Ever since I donated my first biospecimen about two decades ago, I’ve been an avid proponent of patient data collection. My data helped save my life, and our data collection efforts at the Multiple Myeloma Research Foundation have helped extend the life expectancy of many other multiple myeloma patients.

Now, at the Harvard Kraft Precision Medicine Accelerator, we’re working to share best practices and help improve patient data collection surrounding all cancers and other diseases. This is why I participated in a panel called “Your Data Can Save Your Life” at this year’s The Atlantic People vs. Cancer conference last week. I was honored to share the stage with Dara Richardson-Heron, the Chief Engagement Officer of All Of Us at the NIH, and Andrew Norden, Chief Medical Officer of COTA, a data science company. What struck me most throughout the conversation wasn’t the areas where we all agreed (and there were many), but the instances where Dara and Andrew said something that made me stop and reflect on a simple question: When we talk to patients about their data, what is the key point that we want them to remember? 

The answer (of course) is that there isn’t one point. There are many, and each of those reasons is an equally important for patients to understand:

1. The point of data is to cure an INDIVIDUAL’S disease: Your specific genomic data can help you (and your doctor) determine which drug is best for you, if you should try a combination of three drugs instead of two, and even if surgery is the best course.
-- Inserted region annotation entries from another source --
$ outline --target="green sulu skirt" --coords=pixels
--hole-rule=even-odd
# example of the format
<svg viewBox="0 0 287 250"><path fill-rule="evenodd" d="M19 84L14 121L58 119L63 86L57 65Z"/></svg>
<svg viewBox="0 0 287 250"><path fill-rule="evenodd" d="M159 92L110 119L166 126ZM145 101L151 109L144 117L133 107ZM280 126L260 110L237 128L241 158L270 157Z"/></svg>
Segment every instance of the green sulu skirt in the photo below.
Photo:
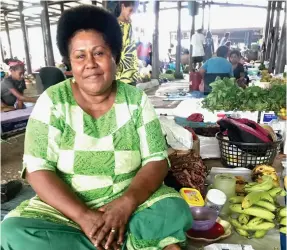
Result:
<svg viewBox="0 0 287 250"><path fill-rule="evenodd" d="M180 198L165 198L131 217L125 249L163 249L184 244L192 216ZM94 250L80 230L53 222L10 217L1 223L1 250Z"/></svg>

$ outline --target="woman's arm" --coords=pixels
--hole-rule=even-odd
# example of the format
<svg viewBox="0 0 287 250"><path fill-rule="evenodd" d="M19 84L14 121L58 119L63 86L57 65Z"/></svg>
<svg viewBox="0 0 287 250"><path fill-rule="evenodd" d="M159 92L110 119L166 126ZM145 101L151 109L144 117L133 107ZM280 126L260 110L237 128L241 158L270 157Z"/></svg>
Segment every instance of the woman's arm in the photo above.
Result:
<svg viewBox="0 0 287 250"><path fill-rule="evenodd" d="M103 225L102 213L90 210L57 176L63 125L63 117L55 110L47 91L44 92L26 128L22 176L43 202L77 223L95 244L90 232Z"/></svg>
<svg viewBox="0 0 287 250"><path fill-rule="evenodd" d="M17 89L15 88L12 88L12 89L9 89L10 92L15 96L17 97L17 99L19 101L22 101L22 102L33 102L35 103L37 101L38 98L35 98L35 97L26 97L24 95L22 95Z"/></svg>
<svg viewBox="0 0 287 250"><path fill-rule="evenodd" d="M26 172L26 179L42 201L72 221L78 223L88 211L88 207L80 201L55 172L49 170Z"/></svg>

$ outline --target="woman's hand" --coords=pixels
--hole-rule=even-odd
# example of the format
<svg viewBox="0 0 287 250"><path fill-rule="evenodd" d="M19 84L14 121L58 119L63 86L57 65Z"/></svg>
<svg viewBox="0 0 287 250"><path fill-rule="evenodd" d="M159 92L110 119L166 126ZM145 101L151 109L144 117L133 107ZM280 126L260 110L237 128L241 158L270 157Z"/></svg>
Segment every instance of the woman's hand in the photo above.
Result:
<svg viewBox="0 0 287 250"><path fill-rule="evenodd" d="M96 235L99 233L100 229L105 223L103 219L103 213L100 211L89 209L82 216L79 216L79 219L75 222L81 227L81 229L90 239L90 241L96 247L98 247Z"/></svg>
<svg viewBox="0 0 287 250"><path fill-rule="evenodd" d="M96 246L102 244L105 238L107 238L105 249L109 249L115 240L118 245L123 244L126 224L136 208L136 202L127 196L101 207L98 211L104 213L102 218L105 223L96 235Z"/></svg>

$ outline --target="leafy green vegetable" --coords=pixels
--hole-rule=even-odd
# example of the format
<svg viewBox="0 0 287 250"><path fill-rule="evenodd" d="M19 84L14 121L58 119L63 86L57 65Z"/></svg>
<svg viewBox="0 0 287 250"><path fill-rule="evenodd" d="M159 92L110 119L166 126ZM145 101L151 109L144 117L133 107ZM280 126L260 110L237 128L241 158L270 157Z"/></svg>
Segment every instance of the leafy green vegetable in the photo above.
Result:
<svg viewBox="0 0 287 250"><path fill-rule="evenodd" d="M203 107L215 110L274 111L286 107L286 85L273 83L270 89L258 86L240 88L235 79L217 78L210 84L212 92L203 100Z"/></svg>

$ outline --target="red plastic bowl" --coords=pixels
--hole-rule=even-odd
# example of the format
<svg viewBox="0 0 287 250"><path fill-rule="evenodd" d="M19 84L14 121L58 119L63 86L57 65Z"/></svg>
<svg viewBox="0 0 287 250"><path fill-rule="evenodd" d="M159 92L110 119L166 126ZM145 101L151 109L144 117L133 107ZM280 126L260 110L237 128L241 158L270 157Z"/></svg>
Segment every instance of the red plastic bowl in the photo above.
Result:
<svg viewBox="0 0 287 250"><path fill-rule="evenodd" d="M192 229L206 231L212 228L217 219L217 212L209 207L191 207L193 217Z"/></svg>

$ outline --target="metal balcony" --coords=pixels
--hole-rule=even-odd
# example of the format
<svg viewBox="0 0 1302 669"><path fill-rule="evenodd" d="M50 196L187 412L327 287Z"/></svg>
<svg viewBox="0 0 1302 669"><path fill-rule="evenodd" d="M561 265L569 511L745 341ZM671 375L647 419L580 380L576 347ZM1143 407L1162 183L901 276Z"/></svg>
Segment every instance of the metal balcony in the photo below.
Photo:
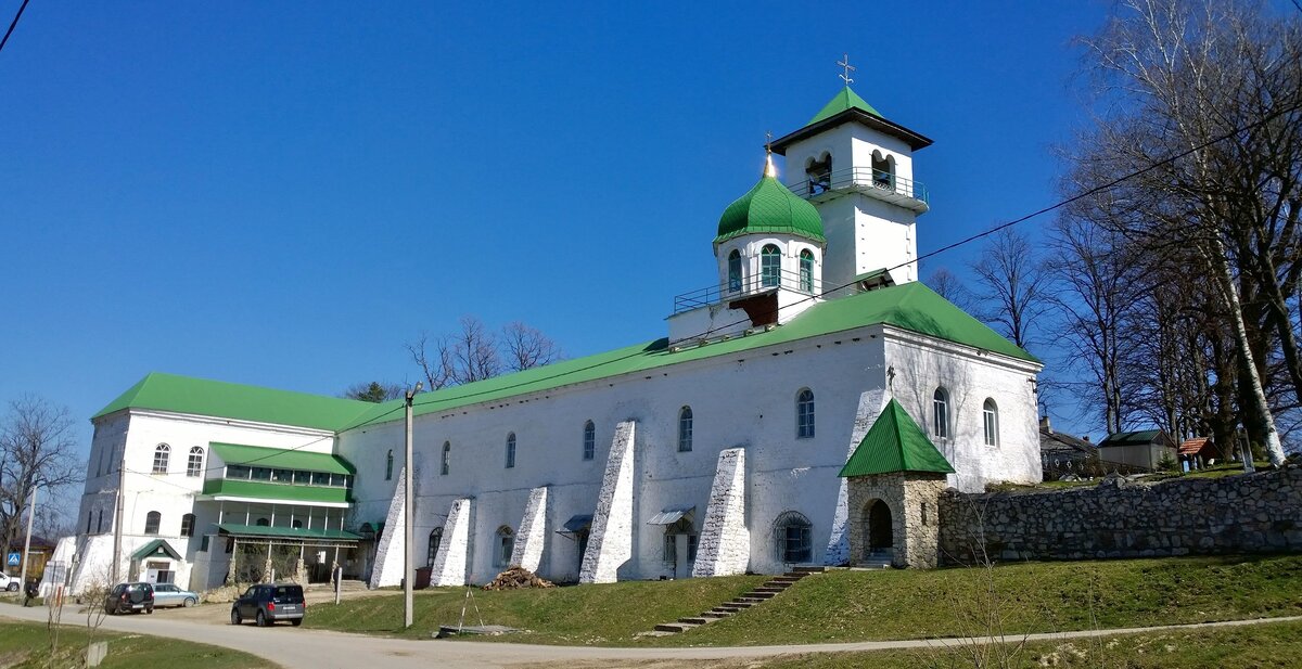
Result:
<svg viewBox="0 0 1302 669"><path fill-rule="evenodd" d="M807 276L802 280L799 272L760 272L759 275L745 276L740 281L733 281L730 284L712 285L676 295L673 298L673 312L682 314L684 311L691 311L694 308L717 305L720 302L730 302L734 299L769 293L777 290L779 288L785 288L806 295L818 295L823 290L820 281L811 280Z"/></svg>
<svg viewBox="0 0 1302 669"><path fill-rule="evenodd" d="M788 184L786 187L812 203L838 198L846 193L862 193L918 213L930 208L927 186L880 169L838 169L827 176Z"/></svg>

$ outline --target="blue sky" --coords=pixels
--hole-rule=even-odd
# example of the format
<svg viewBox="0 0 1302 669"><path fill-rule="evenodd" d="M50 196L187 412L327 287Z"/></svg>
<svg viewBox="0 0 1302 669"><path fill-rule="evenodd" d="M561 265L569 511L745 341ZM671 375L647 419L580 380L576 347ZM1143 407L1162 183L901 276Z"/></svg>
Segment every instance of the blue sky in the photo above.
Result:
<svg viewBox="0 0 1302 669"><path fill-rule="evenodd" d="M0 401L69 406L85 448L150 371L415 381L404 342L465 314L572 357L658 338L842 52L935 141L927 253L1056 199L1087 121L1072 40L1105 12L34 0L0 52Z"/></svg>

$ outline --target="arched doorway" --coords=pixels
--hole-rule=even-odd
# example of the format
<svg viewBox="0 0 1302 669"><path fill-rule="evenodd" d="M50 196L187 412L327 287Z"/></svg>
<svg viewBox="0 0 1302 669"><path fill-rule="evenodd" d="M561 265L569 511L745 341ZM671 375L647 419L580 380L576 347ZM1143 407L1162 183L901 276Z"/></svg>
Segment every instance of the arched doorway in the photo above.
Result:
<svg viewBox="0 0 1302 669"><path fill-rule="evenodd" d="M894 549L894 530L891 508L881 500L872 500L863 508L863 557L881 557Z"/></svg>

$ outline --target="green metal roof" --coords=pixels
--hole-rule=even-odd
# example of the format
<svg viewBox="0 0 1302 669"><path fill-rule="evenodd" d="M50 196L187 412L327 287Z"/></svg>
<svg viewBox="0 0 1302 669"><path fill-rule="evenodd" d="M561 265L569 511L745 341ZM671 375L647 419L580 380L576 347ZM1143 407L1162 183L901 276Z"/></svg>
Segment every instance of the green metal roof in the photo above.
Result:
<svg viewBox="0 0 1302 669"><path fill-rule="evenodd" d="M348 504L350 501L348 488L290 485L264 480L208 479L203 482L203 493L289 502Z"/></svg>
<svg viewBox="0 0 1302 669"><path fill-rule="evenodd" d="M259 525L221 523L217 526L223 534L234 536L263 536L268 539L341 539L355 541L362 536L346 530L322 530L314 527L266 527Z"/></svg>
<svg viewBox="0 0 1302 669"><path fill-rule="evenodd" d="M684 362L717 355L737 355L764 346L776 346L879 323L1039 363L1034 355L1005 340L984 323L969 316L923 284L913 281L828 299L809 307L789 323L771 331L716 341L706 346L687 342L682 350L674 351L668 340L661 338L586 358L574 358L546 367L534 367L483 381L422 393L415 398L414 413L422 415L448 411L477 402L500 401ZM371 405L374 410L359 419L359 423L401 419L402 405L402 400Z"/></svg>
<svg viewBox="0 0 1302 669"><path fill-rule="evenodd" d="M227 465L326 471L329 474L354 474L357 471L346 459L331 453L243 446L240 444L219 444L216 441L210 443L210 445Z"/></svg>
<svg viewBox="0 0 1302 669"><path fill-rule="evenodd" d="M755 187L724 210L724 215L719 217L719 236L715 237L715 243L742 234L766 232L796 234L819 243L827 242L818 208L767 174L759 178Z"/></svg>
<svg viewBox="0 0 1302 669"><path fill-rule="evenodd" d="M901 471L953 474L954 467L892 397L841 467L840 475L868 476Z"/></svg>
<svg viewBox="0 0 1302 669"><path fill-rule="evenodd" d="M159 557L159 556L167 556L171 557L172 560L181 560L181 553L178 553L176 548L172 548L172 545L164 541L163 539L155 539L142 545L138 551L132 553L132 560L145 560L148 557Z"/></svg>
<svg viewBox="0 0 1302 669"><path fill-rule="evenodd" d="M859 98L859 94L852 91L850 87L846 86L845 89L841 89L841 91L837 92L831 102L824 104L823 108L816 115L814 115L814 118L810 118L810 122L805 125L814 125L819 121L831 118L846 109L859 109L862 112L868 112L872 116L876 116L878 118L885 118L884 116L881 116L880 112L874 109L871 104L865 102L863 98Z"/></svg>
<svg viewBox="0 0 1302 669"><path fill-rule="evenodd" d="M152 372L92 419L122 409L154 409L339 431L374 406L357 400Z"/></svg>

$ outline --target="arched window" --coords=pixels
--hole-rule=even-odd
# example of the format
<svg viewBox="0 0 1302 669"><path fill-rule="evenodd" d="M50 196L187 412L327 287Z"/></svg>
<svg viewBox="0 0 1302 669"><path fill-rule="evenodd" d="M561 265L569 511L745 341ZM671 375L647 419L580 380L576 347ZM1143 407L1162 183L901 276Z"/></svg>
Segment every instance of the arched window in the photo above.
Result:
<svg viewBox="0 0 1302 669"><path fill-rule="evenodd" d="M936 388L931 394L931 433L940 437L949 437L949 392Z"/></svg>
<svg viewBox="0 0 1302 669"><path fill-rule="evenodd" d="M814 436L814 390L809 388L796 393L796 436L798 439Z"/></svg>
<svg viewBox="0 0 1302 669"><path fill-rule="evenodd" d="M809 194L818 195L832 187L832 155L823 154L819 160L805 161L805 177L809 180Z"/></svg>
<svg viewBox="0 0 1302 669"><path fill-rule="evenodd" d="M154 449L154 474L167 474L167 461L172 456L172 446L159 444Z"/></svg>
<svg viewBox="0 0 1302 669"><path fill-rule="evenodd" d="M596 426L591 420L583 423L583 459L596 457Z"/></svg>
<svg viewBox="0 0 1302 669"><path fill-rule="evenodd" d="M880 151L872 152L872 185L894 190L894 157L883 157Z"/></svg>
<svg viewBox="0 0 1302 669"><path fill-rule="evenodd" d="M185 475L190 478L203 475L203 446L190 446L190 459L185 463Z"/></svg>
<svg viewBox="0 0 1302 669"><path fill-rule="evenodd" d="M434 558L439 557L439 544L443 543L443 527L430 530L430 544L424 552L424 566L434 566Z"/></svg>
<svg viewBox="0 0 1302 669"><path fill-rule="evenodd" d="M777 288L783 282L783 255L776 246L766 243L759 250L759 284Z"/></svg>
<svg viewBox="0 0 1302 669"><path fill-rule="evenodd" d="M980 407L983 423L986 426L986 445L997 446L999 445L999 406L995 401L986 398L986 403Z"/></svg>
<svg viewBox="0 0 1302 669"><path fill-rule="evenodd" d="M733 249L733 253L728 254L728 292L738 290L741 290L741 251Z"/></svg>
<svg viewBox="0 0 1302 669"><path fill-rule="evenodd" d="M497 552L493 566L510 566L510 553L516 548L516 531L505 525L497 528Z"/></svg>
<svg viewBox="0 0 1302 669"><path fill-rule="evenodd" d="M773 544L777 558L789 565L812 560L812 525L799 512L785 512L773 522Z"/></svg>
<svg viewBox="0 0 1302 669"><path fill-rule="evenodd" d="M678 410L678 452L691 450L691 407Z"/></svg>

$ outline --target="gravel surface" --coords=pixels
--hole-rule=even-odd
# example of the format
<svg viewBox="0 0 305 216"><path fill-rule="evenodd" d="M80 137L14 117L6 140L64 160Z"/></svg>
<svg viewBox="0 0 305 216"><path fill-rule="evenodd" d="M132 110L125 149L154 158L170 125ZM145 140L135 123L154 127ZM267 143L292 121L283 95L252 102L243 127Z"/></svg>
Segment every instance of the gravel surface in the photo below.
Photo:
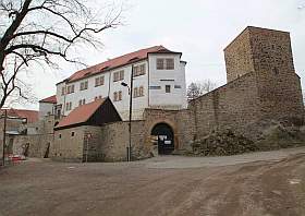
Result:
<svg viewBox="0 0 305 216"><path fill-rule="evenodd" d="M305 148L0 168L0 216L304 216Z"/></svg>

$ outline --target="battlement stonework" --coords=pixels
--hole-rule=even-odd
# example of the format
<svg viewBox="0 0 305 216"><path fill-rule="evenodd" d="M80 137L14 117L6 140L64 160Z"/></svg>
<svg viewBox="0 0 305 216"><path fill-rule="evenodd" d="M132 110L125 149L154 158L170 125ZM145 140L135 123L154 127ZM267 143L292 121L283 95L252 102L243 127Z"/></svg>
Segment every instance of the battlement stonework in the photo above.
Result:
<svg viewBox="0 0 305 216"><path fill-rule="evenodd" d="M228 84L190 103L197 137L222 128L244 134L260 121L303 124L289 33L247 27L224 49L224 58Z"/></svg>

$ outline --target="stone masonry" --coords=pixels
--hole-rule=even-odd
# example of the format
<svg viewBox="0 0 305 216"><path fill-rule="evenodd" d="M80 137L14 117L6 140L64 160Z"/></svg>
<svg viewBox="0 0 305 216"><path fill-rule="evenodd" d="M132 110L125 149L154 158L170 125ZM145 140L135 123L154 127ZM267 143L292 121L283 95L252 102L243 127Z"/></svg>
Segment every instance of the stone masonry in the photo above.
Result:
<svg viewBox="0 0 305 216"><path fill-rule="evenodd" d="M303 124L289 33L247 27L224 49L224 57L228 84L188 106L198 137L225 128L255 135L253 125L263 120Z"/></svg>

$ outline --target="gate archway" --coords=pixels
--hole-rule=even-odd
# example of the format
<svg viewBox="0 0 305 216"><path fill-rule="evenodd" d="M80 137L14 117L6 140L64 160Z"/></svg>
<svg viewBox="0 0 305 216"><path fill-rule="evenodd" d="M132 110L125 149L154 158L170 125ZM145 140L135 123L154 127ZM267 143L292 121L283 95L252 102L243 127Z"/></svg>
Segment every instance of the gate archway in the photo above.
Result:
<svg viewBox="0 0 305 216"><path fill-rule="evenodd" d="M151 135L158 137L158 152L160 155L170 155L174 151L174 133L169 124L156 124L151 130Z"/></svg>

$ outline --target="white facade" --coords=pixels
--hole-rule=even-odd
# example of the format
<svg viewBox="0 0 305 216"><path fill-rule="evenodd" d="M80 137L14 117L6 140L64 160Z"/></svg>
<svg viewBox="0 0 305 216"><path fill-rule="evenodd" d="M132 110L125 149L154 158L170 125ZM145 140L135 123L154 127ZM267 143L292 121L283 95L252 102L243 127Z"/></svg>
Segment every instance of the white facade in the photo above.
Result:
<svg viewBox="0 0 305 216"><path fill-rule="evenodd" d="M157 59L172 59L173 70L158 70ZM131 85L132 67L145 65L145 74L133 79L133 89L142 87L143 94L133 97L133 120L143 118L145 108L161 109L185 109L186 84L185 84L185 62L181 61L181 53L148 53L147 58L133 64L126 64L107 72L101 72L91 76L77 80L75 82L61 82L57 85L58 108L61 107L61 113L68 116L74 108L82 103L91 103L98 97L109 97L123 120L129 119L130 95L129 87L122 86L124 82ZM124 71L123 80L114 82L114 73ZM96 79L103 76L103 84L96 86ZM81 83L88 81L87 89L81 91ZM62 88L68 89L70 94L62 94ZM166 87L166 86L170 87ZM85 85L83 85L84 87ZM74 89L73 89L74 88ZM166 93L166 88L169 93ZM71 91L73 89L73 91ZM115 101L114 93L121 92L122 99ZM134 92L133 92L134 95ZM85 100L84 100L85 99ZM80 104L81 100L81 104ZM70 107L71 106L71 107Z"/></svg>
<svg viewBox="0 0 305 216"><path fill-rule="evenodd" d="M54 104L52 103L39 103L39 120L42 120L46 116L56 115Z"/></svg>

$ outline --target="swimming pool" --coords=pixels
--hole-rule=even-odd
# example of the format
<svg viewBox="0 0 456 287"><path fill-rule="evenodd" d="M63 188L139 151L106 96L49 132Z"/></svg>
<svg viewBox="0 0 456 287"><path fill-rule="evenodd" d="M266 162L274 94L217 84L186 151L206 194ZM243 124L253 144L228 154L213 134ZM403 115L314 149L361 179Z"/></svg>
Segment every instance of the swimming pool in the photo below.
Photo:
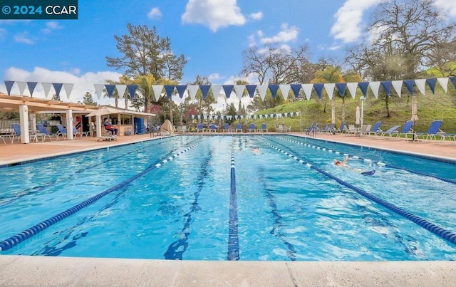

2. The point of data is to cure EVERYONE’S disease: Gathering and analyzing copious amounts of patient data allows us to build the context needed to spot trends, identify risk factors and understand the biology of the disease itself. This leads to breakthroughs.

3. The point of data is to be INCLUSIVE: Of course, we can’t treat everyone’s disease if our data sets don’t represent everyone. As Dara pointed out, we need the data of patients from all walks of life. The data must be diverse, because patients are diverse.

4. The point of data is to be USABLE: We need data that will help doctors answer a question that, as Andrew noted, many patients need to know: How many patients like me have you treated? If we set up the data registries in the right way, doctors will be able to answer that question with real numbers and use the data of similar patients to inform treatment plans.

5. The point of data is to EMPOWER patients: Many patients donate their data because they want to help others. But we once we have the report on a person’s data, we can actually arm that patient with information they can use to take control of their treatment and long-term healthcare. 

At the end of the day, the primary point of data is to have enough of it to drive cures. Unfortunately, current methods for collecting patient data are too siloed and too fragmented. Groups like the MMRF, COTA and All of Us are leading the way in helping patients donate their data in safe, secure and accessible ways. I’m honored to work with both of them as we continue to share our knowledge and best practices with the industry.